La noche del 14 de mayo de 1799, tras más de diez años de trabajos, una fuerte tormenta provocaba el derrumbe de parte del paramento de la presa. Se ponía así punto y final al lunático (para unos), visionario (para otros) proyecto de unir Madrid con el océano Atlántico.

“En la actualidad permanece el paramento de la presa, de unos 40 metros de altura, y unos 25 kilómetros de canal, que recorren parte del municipio de Las Rozas. En la mayoría de los tramos está medio desaparecido por obras de infraestructuras o de urbanización”, detalla Isabel Pérez. “Pero  sí quedan todavía varios elementos interesantes, algunos ocultos tras la maleza, como alcantarillas”.

La Sociedad Caminera del Real Manzanares que preside Isabel organiza paseos culturales por la sierra madrileña. Durante las jornadas en las que muestran el proyecto ideado por Lemaur, los visitantes no salen de su asombro.

Eulalia Ramírez, secretaria de la Sociedad Caminera, destaca la necesidad de proteger el conjunto: “La Presa del Gasco es un monumento a un intento de España por desarrollar lo que ahora se llama I+D. Es decir, se invirtió en futuro, se invirtió en tecnología para hacer avanzar este país”.
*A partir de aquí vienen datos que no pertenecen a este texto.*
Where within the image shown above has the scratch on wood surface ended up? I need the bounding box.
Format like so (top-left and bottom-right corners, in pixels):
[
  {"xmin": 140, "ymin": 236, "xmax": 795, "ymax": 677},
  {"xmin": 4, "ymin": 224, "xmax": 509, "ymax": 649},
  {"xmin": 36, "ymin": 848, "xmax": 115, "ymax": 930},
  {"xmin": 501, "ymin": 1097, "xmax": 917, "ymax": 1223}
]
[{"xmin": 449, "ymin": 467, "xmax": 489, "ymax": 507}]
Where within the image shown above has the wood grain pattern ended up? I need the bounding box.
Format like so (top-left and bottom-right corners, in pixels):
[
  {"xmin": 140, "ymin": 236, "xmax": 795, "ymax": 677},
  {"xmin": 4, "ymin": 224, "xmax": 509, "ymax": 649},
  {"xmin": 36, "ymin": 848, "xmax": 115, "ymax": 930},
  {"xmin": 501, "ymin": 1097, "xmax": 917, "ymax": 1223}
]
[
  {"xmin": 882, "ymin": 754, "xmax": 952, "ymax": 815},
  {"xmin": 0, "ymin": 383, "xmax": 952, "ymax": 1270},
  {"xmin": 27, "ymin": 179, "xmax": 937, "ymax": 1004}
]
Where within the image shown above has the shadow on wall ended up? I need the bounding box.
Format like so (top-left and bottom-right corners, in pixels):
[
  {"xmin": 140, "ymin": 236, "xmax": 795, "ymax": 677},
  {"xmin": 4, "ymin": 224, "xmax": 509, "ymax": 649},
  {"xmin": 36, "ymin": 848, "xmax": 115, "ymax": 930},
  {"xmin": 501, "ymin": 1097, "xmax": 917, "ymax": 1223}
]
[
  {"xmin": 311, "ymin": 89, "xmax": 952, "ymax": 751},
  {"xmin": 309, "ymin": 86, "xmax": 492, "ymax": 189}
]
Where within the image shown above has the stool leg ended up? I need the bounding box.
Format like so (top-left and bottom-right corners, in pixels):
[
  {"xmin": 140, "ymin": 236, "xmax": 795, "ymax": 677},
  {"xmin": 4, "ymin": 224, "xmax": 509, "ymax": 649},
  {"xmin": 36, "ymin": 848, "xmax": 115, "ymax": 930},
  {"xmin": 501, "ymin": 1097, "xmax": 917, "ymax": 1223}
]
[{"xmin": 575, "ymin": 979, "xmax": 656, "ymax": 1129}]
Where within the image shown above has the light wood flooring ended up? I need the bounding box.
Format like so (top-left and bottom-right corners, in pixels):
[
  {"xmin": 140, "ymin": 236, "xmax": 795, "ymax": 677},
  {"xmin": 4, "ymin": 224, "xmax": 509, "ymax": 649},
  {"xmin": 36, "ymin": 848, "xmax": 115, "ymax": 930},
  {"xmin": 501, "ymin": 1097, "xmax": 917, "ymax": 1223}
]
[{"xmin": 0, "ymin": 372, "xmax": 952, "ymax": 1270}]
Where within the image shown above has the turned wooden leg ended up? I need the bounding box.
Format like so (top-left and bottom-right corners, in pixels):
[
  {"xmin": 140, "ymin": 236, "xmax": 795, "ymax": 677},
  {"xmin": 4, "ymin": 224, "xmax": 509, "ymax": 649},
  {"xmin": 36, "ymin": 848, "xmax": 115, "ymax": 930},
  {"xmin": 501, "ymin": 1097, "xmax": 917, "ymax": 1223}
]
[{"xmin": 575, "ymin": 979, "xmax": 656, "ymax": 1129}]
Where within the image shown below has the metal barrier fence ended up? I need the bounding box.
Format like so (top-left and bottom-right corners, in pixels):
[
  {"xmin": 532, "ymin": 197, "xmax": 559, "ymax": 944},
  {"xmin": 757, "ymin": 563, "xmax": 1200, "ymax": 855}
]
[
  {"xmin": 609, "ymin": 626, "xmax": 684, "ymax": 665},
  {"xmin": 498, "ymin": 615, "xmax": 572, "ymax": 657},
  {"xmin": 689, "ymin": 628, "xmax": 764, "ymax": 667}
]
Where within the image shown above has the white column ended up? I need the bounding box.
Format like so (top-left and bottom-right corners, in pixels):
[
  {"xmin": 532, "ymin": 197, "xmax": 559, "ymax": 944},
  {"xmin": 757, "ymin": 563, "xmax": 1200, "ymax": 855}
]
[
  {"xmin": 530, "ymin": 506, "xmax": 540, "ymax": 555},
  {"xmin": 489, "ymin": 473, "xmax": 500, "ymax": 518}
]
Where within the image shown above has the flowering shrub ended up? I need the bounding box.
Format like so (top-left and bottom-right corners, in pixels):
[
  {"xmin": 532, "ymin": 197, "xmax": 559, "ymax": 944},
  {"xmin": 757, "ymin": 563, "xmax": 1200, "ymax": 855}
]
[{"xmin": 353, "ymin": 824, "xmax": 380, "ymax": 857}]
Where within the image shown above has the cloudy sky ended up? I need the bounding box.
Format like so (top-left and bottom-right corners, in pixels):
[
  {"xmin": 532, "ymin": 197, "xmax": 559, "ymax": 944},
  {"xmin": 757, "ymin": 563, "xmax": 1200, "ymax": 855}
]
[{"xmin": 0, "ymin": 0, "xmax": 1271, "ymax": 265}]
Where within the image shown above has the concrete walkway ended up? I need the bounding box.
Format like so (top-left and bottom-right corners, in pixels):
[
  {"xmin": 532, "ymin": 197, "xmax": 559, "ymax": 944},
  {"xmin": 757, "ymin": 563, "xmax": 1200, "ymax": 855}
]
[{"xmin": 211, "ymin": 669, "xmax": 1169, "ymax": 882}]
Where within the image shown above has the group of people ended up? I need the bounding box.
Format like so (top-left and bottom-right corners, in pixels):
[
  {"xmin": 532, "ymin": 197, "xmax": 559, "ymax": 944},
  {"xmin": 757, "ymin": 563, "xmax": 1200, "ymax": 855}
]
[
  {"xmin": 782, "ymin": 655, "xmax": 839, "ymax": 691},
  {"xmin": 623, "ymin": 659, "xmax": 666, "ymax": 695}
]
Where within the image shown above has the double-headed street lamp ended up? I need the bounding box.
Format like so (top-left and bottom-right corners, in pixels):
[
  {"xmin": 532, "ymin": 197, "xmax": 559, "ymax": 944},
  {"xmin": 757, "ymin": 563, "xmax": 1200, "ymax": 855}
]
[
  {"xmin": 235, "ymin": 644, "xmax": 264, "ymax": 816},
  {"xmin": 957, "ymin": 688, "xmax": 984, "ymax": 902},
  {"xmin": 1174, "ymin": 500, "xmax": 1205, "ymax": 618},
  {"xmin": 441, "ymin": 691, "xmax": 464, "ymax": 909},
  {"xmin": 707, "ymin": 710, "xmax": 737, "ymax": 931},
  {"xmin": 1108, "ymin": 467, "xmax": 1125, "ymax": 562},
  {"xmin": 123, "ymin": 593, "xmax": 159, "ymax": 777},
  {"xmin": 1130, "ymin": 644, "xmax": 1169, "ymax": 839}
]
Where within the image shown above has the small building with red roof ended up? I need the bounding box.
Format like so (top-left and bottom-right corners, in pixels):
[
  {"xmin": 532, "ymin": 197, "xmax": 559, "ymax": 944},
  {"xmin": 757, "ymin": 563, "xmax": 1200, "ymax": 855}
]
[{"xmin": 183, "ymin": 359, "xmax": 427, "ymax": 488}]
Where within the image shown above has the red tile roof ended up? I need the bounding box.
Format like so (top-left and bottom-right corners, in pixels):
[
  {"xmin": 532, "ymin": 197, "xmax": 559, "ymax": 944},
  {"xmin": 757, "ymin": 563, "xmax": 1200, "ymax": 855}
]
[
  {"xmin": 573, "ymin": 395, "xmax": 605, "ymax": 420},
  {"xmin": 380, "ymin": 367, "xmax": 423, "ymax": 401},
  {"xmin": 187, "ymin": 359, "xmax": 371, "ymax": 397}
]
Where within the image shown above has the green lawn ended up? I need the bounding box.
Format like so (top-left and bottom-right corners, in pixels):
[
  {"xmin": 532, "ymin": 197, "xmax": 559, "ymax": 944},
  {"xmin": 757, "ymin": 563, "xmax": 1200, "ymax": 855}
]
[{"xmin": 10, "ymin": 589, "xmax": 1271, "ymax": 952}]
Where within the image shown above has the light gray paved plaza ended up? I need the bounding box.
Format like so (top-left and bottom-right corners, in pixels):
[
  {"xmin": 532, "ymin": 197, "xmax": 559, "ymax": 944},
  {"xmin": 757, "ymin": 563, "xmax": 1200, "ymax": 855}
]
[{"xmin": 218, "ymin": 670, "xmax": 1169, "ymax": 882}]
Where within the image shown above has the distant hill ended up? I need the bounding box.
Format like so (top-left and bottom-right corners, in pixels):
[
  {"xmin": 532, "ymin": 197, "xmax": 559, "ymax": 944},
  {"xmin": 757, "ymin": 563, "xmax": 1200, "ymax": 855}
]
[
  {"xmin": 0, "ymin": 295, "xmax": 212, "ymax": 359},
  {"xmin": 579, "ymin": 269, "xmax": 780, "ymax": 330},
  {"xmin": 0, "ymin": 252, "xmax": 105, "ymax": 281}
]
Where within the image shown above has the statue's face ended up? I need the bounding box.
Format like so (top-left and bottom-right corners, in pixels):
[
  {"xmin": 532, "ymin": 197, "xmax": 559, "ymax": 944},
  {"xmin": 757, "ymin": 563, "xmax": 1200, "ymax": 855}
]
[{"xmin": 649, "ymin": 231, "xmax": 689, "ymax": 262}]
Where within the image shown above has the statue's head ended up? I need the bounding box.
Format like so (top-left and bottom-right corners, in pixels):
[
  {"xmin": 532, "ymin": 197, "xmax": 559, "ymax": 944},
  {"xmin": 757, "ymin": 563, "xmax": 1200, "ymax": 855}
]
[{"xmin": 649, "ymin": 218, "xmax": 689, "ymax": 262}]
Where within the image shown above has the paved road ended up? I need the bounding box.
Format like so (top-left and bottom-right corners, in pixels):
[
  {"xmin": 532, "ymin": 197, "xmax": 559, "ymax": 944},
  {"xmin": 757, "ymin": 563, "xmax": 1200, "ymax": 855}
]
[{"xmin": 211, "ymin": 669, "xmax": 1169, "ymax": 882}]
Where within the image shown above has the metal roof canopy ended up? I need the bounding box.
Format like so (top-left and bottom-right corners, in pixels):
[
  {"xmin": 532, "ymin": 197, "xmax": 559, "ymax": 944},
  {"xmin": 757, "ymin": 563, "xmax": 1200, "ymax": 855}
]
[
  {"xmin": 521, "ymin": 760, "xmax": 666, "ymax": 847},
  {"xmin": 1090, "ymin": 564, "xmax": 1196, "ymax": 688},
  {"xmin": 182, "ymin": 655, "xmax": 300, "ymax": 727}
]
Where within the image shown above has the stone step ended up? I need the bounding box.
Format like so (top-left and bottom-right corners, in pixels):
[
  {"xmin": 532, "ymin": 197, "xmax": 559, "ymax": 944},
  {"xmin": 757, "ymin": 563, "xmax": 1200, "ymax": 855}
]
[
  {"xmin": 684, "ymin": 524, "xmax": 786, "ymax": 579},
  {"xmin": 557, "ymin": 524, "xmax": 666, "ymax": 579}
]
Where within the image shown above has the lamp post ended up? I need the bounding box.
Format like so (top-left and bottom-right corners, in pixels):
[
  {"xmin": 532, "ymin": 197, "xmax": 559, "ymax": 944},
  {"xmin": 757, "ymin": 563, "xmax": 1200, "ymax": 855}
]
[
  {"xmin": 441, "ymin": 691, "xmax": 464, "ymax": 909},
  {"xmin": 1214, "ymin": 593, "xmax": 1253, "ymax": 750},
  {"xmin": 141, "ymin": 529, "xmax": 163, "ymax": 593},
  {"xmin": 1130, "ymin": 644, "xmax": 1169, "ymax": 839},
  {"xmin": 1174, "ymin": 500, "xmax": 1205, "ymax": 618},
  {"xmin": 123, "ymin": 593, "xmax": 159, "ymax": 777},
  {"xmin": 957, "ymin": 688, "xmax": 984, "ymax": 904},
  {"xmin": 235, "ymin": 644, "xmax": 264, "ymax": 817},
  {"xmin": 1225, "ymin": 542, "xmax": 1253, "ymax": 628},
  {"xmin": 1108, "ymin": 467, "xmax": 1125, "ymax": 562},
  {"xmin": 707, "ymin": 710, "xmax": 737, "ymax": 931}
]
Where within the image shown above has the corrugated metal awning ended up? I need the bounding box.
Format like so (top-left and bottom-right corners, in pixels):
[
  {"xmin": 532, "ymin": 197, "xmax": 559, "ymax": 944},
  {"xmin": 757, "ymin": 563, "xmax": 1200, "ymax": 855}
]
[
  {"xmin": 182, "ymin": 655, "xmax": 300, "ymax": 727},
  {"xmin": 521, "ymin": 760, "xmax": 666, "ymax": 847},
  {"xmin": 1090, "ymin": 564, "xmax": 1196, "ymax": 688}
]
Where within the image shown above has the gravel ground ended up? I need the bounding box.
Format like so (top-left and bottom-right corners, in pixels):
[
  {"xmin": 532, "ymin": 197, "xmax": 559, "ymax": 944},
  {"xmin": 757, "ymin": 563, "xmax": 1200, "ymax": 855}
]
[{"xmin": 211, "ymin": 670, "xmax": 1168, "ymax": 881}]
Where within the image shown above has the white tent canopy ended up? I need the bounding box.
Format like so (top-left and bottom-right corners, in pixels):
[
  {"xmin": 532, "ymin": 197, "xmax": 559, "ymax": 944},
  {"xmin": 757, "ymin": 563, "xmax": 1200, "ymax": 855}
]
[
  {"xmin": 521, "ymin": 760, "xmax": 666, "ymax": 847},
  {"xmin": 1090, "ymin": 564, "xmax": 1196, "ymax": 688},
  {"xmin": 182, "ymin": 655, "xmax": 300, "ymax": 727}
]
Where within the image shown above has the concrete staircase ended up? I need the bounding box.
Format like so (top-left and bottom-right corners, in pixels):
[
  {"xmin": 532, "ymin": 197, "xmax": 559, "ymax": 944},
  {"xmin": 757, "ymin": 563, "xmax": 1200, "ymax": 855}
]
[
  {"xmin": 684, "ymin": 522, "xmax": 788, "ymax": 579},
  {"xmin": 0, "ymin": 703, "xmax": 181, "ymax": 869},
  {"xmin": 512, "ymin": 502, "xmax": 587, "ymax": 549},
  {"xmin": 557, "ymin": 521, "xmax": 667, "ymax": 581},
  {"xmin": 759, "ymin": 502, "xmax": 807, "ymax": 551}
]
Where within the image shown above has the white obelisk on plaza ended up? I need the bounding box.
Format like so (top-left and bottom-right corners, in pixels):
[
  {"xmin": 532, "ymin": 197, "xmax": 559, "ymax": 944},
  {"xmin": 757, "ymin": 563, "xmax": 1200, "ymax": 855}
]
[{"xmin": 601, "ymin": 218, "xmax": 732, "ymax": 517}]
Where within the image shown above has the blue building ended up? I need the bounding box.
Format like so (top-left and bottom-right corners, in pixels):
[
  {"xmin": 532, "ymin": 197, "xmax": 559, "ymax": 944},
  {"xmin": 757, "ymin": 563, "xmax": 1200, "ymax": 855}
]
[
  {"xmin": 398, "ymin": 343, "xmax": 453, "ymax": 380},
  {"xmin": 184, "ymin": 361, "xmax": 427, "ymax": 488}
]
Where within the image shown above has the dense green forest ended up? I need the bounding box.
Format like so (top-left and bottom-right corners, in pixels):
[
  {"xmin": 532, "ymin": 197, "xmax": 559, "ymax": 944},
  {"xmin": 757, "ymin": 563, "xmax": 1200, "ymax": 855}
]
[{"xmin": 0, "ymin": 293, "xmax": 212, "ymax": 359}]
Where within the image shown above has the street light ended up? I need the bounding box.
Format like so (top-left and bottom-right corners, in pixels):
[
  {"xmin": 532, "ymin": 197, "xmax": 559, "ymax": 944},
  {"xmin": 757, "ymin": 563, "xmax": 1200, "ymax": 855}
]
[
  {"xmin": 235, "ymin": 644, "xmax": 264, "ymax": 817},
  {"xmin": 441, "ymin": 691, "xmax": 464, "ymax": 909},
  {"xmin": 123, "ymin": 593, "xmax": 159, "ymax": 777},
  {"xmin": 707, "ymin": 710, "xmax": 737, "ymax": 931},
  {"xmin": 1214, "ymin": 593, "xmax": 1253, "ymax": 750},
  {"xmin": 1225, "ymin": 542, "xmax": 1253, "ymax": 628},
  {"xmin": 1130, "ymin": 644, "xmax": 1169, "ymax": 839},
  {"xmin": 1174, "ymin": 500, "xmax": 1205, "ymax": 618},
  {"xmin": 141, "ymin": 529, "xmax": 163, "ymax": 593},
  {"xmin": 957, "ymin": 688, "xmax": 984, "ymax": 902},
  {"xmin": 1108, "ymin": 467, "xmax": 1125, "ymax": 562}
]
Para lograr una protección administrativa efectiva, el conjunto de la presa y el canal debería ser declarado Bien de Interés Cultural (BIC) por parte de la Dirección General del Patrimonio Cultural de la Comunidad de Madrid. “En un principio, los tres Ayuntamientos de los municipios colindantes se mostraron favorables y presentaron la solicitud a Patrimonio”, afirma Isabel Pérez. Para ello, la Sociedad Caminera realizó un extenso y detallado informe dirigido por la arqueóloga Charo Gómez, en el que se exponían de manera pormenorizada todos los detalles constructivos e históricos, tanto del canal como de la presa.

“La Dirección General de Patrimonio parecía interesada en declarar BIC al conjunto, pero lo último que sabemos es que han desistido”, se lamenta Isabel Pérez. “Al parecer hubo muchas alegaciones al proyecto, pero a nosotros nos parece una excusa. Yo creo que lo que hay son intereses inmobiliarios”.

Eulalia Ramírez añade: “Pedimos a las administraciones que protejan la Presa del Gasco y el canal, que se acabe de una vez con las políticas de especulación inmobiliaria. Debemos proteger la historia de este país para poderla transmitir a las siguientes generaciones”.

Mientras se dirime el futuro de la presa y del canal en los despachos, vecinos, caminantes curiosos y amantes de la Historia se acercan todos los fines de semana a conocer el sueño truncado de un ingeniero francés que luchó por que Madrid tuviese salida al mar.